しかし、投資金額から考えて、配当が大きいのは15円のほうですね。

判りにくければ、同じ100円の投資と考えればいいわけで、
50円の投資で15円の配当ということは、100円投資すれば、倍の30円の配当が手に入ったことになります。
つまり、同じ100円の投資をすれば、後者のほうが(15円の配当のほうが、倍になるので)効率の良い(質の良い)投資だったということになります。


これを考えれば、では、投資信託の場合はどうでしょうか?

100円の投資で、毎年配当が20円得られる投資信託Aと、
100円の投資で、毎年配当が15円得られる投資信託Bがあったとします。
ただし、Aは毎年手数料が10円差し引かれ、Bは毎年手数料が5円差し引かれます。

実際の投資信託では、販売手数料信託報酬という手数料が取られます。
販売手数料は、投資信託を買う場合にかかる手数料。
信託報酬は、預け入れている期間だけ取られる保管料のような手数料。

これら手数料は投資信託ごとに金額やパーセント(投資する金額の何パーセント)という金額が違います。


では、話は戻り、一年後AとBではどちらがどんな動きをするのかというと、

Aは配当が20円、手数料10円が引かれ90円となり、合計110円です。
Bは配当が15円、手数料5円が引かれ95円となり、合計110円です。

この比較では、AもBも同じ合計となりました。


さらに、複雑にしてみます。
Aの投資信託は100円の投資で毎年20円の配当が出て、手数料は毎年元本と利息合わせた金額から10%差し引かれます。
Bの投資信託は100円の投資で、毎年15円の配当が出て、手数料は毎年元本と利息合わせて5%差し引かれます。

では、どちらの投資信託のほうが効率がいいのでしょうか?また、どれぐらいの差があるのでしょうか?
このように、金額(量)とパーセント(質)が混ざって表示されると焦ってしまいますが、どちらかに合わせてしまえば、答えはおのずと出てきます。

Aの一年後は、100円 + 20円 で、元本は120円
120円 × 10% で手数料は、 12円。
よって、 108円 になっていることになります。

Bの一年後は、100円 + 15円 で、元本は115円
115円 × 5% で手数料は、 5.75円(端数切捨すれば、5円)
よって、 110円 になっていることになります。

さっきと違った結果となりました。
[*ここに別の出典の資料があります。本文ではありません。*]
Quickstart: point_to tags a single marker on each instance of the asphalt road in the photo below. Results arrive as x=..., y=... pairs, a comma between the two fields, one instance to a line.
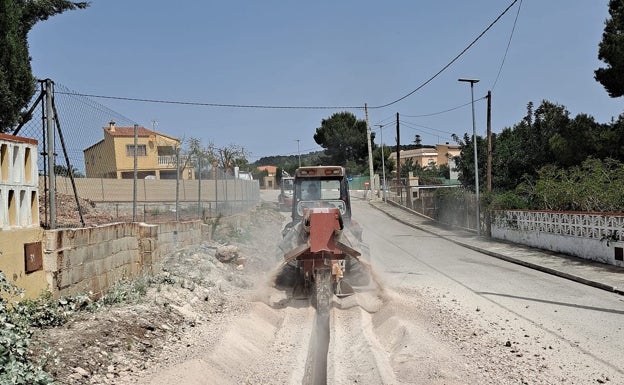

100円で計算しているので、『少し』の差ですが、100万円で計算していれば、この低金利の時代では幾分話しが違ってきますね。

ということは、配当の良し悪しだけで判断できないということです。

また、配当はあくまで過去の実績ですので、必ずしも、この先同じように配当が出るとは限りません。
さらに、配当は毎年出続けているが、

“基準価格”が下がっている投資信託も要注意。

それは、元本が削られていることを意味しますので、配当が出ても手数料が引かれていることと変わりない結果となってしまいます。


こうしてみると、投資信託の選択の仕方や、投資そのものの対象をどうするか(株・投資信託・外貨など)を考えないといけないことがわかります。